Can file paths contain PII or sensitive data?
That depends on how your organization names files. The S3 object key (path) is included in every event notification. If your file naming conventions embed PII or sensitive identifiers in paths, those values flow through the SNS topic and SQS queue. However, these are resources in your own AWS account, and Databricks already has read access to those same file paths through the storage credential. External locations with file events do not give Databricks more access to your data than external locations without file events.
What encryption and security controls are in place?
- Encryption at rest: Managed SNS topics and SQS queues use AWS-managed encryption at rest.
- Encryption in transit: All communication between S3, SNS, SQS, and the Databricks service uses TLS.
- Scope: Managed resources are scoped to the
csms-*namespace and accessible only through the IAM role in the storage credential. - Audit: Databricks-managed resources use the
csms-*naming prefix. You can use AWS CloudTrail to monitor all API calls to these resources.

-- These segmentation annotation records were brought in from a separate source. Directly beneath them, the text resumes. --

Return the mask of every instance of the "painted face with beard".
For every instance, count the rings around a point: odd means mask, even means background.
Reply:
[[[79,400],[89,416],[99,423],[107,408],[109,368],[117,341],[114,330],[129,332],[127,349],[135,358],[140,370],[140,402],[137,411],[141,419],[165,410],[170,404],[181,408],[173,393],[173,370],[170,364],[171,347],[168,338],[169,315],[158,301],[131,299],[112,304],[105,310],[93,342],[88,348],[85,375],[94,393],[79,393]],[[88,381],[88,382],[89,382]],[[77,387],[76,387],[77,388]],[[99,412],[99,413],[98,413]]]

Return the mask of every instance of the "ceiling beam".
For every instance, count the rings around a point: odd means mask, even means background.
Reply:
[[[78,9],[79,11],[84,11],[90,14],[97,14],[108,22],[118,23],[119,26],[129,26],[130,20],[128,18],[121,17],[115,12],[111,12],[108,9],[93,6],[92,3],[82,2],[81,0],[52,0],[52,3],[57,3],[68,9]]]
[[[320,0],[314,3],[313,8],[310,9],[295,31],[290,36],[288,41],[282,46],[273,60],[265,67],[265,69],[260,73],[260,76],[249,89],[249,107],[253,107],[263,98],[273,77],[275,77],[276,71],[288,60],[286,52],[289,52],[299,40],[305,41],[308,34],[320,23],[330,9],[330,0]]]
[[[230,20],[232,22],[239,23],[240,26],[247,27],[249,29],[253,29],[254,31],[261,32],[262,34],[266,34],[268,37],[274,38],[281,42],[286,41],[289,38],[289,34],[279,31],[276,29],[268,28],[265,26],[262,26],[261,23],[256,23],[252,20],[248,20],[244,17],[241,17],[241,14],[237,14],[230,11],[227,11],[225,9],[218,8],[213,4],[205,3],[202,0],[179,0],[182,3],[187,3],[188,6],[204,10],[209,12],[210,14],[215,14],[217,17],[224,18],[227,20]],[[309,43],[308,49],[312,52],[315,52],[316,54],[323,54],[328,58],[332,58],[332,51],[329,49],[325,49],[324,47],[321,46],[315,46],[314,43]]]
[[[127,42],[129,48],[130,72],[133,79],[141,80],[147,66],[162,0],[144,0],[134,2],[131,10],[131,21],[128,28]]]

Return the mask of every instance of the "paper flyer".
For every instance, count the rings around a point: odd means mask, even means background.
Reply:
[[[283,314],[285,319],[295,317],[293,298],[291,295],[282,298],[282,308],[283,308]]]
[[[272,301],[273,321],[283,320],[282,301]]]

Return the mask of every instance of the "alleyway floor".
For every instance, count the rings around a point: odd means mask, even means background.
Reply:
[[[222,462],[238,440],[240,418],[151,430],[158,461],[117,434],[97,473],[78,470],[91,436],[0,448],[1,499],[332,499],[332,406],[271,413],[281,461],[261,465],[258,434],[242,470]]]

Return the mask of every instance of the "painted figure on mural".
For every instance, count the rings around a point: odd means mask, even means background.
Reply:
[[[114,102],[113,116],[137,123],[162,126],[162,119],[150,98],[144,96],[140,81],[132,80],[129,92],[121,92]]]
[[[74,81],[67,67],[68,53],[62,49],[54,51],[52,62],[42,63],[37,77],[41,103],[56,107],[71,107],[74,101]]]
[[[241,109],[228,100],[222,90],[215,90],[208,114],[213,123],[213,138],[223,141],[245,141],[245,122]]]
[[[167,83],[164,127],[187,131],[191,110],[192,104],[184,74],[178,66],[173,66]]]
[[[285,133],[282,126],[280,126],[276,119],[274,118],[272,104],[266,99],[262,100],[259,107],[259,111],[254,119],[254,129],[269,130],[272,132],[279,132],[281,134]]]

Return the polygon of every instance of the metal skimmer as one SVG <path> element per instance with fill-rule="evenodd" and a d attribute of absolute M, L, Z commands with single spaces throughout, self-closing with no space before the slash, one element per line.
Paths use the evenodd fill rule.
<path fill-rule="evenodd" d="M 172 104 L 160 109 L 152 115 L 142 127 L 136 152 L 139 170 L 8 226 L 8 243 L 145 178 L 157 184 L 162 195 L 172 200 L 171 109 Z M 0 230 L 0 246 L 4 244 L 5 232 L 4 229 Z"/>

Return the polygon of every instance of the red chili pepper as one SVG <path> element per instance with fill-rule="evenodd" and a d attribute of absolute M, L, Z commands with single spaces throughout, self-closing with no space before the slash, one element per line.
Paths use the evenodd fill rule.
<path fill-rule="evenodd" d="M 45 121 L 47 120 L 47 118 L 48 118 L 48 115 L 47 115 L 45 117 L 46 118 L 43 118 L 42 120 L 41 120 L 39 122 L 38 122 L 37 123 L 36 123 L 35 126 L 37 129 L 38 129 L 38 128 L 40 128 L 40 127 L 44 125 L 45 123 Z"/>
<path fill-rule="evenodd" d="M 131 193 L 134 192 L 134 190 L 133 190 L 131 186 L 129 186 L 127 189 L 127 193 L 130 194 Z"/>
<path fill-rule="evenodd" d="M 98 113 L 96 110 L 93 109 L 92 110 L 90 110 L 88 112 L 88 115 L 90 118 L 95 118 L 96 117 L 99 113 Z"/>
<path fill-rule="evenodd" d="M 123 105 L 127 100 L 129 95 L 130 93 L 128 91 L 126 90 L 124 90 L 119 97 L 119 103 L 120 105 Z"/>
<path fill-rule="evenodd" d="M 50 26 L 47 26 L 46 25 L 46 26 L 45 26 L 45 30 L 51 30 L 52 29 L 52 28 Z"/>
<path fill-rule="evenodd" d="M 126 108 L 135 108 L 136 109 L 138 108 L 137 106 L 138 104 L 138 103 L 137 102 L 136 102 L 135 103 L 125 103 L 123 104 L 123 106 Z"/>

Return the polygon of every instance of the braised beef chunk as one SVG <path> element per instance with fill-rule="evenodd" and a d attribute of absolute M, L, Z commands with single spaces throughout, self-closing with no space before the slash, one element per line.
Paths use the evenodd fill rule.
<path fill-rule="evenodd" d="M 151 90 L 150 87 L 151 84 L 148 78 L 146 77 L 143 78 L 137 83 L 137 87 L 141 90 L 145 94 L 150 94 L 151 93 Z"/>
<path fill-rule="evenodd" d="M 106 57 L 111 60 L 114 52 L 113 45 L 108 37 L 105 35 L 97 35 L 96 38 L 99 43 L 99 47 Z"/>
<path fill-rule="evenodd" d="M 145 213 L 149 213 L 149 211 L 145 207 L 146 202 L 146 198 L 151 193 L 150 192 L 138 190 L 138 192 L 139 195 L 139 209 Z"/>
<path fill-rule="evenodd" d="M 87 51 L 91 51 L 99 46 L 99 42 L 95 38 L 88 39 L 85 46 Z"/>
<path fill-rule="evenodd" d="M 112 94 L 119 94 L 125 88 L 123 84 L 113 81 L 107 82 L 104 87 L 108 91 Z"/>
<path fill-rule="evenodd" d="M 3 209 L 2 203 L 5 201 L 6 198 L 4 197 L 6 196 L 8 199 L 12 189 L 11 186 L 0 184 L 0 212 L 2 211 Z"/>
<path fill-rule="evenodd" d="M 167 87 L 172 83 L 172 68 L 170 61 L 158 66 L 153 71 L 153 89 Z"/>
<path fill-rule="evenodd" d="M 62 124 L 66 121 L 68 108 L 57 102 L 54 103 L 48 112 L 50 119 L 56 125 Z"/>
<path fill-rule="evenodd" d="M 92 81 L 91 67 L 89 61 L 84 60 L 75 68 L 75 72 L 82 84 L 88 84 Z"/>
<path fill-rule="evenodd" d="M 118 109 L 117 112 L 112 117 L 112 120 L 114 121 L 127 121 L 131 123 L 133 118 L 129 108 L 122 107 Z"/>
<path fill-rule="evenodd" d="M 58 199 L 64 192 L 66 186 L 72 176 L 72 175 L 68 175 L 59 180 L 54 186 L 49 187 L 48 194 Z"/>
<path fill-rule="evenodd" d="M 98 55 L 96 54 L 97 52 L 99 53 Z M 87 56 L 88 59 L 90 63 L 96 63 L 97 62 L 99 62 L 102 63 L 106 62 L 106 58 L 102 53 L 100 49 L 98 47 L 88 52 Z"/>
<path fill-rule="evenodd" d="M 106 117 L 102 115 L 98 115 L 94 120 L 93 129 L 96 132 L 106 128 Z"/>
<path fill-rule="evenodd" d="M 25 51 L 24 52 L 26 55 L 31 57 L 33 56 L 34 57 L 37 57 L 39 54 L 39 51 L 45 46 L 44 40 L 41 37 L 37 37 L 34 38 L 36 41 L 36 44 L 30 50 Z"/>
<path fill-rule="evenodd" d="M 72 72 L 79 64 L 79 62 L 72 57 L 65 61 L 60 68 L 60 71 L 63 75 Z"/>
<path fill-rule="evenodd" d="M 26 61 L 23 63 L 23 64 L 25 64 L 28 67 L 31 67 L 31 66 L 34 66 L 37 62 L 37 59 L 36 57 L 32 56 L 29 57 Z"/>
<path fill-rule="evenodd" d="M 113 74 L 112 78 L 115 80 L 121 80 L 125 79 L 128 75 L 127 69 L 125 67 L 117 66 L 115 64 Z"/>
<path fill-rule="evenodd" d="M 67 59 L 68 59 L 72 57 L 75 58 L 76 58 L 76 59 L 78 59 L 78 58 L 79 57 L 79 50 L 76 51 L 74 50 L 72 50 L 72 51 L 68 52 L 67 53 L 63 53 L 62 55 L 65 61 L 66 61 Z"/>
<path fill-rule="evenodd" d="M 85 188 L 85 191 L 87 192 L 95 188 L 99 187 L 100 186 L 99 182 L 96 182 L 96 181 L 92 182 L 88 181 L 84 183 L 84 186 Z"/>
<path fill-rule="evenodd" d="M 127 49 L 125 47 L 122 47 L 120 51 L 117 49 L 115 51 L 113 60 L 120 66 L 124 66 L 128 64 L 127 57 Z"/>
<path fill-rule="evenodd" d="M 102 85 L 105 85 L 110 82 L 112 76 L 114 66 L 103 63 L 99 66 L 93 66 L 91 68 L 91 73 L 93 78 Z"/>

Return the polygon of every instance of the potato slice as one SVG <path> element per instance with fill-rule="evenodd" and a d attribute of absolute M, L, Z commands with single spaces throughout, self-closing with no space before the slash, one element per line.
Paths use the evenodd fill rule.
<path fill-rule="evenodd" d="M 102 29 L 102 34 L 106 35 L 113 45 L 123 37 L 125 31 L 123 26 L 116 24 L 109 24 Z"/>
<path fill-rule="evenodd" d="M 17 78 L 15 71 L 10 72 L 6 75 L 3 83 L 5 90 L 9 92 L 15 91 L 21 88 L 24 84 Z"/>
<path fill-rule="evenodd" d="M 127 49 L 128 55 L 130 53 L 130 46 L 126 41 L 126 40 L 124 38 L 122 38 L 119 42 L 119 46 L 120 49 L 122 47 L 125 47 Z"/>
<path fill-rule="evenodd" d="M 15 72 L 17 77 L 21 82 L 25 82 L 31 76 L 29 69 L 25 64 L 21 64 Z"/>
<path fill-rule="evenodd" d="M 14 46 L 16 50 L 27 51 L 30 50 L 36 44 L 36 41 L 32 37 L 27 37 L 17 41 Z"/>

Considerations for regulated environments
Organizations with strict cloud security policies should consider the following:
- The file events IAM policy is scoped to resources prefixed with
csms-*. It does not grant access to any existing SNS topics, SQS queues, or other resources outside this namespace. - If your policies prohibit third-party services from creating AWS resources, use Provided mode and supply your own SQS queue ARN.
- Notifications contain only S3 event metadata (such as object keys, event types, timestamps, bucket and region identifiers). No file contents flow through the infrastructure.
- Use AWS CloudTrail to monitor all API calls to
csms-*resources. - Managed resources use AWS-managed encryption at rest. All communication uses TLS in transit.
When should I use Provided mode instead of Automatic?
Automatic is recommended for most customers. Provided mode, where you create and manage the queue yourself, is available for organizations whose policies prohibit third-party resource creation. The setup for Provided mode is complex and self-service; Databricks does not provide support for provisioning those resources.
If your organization needs to restrict resource creation, consider using Provided mode. For setup instructions, see Set up file events for an external location.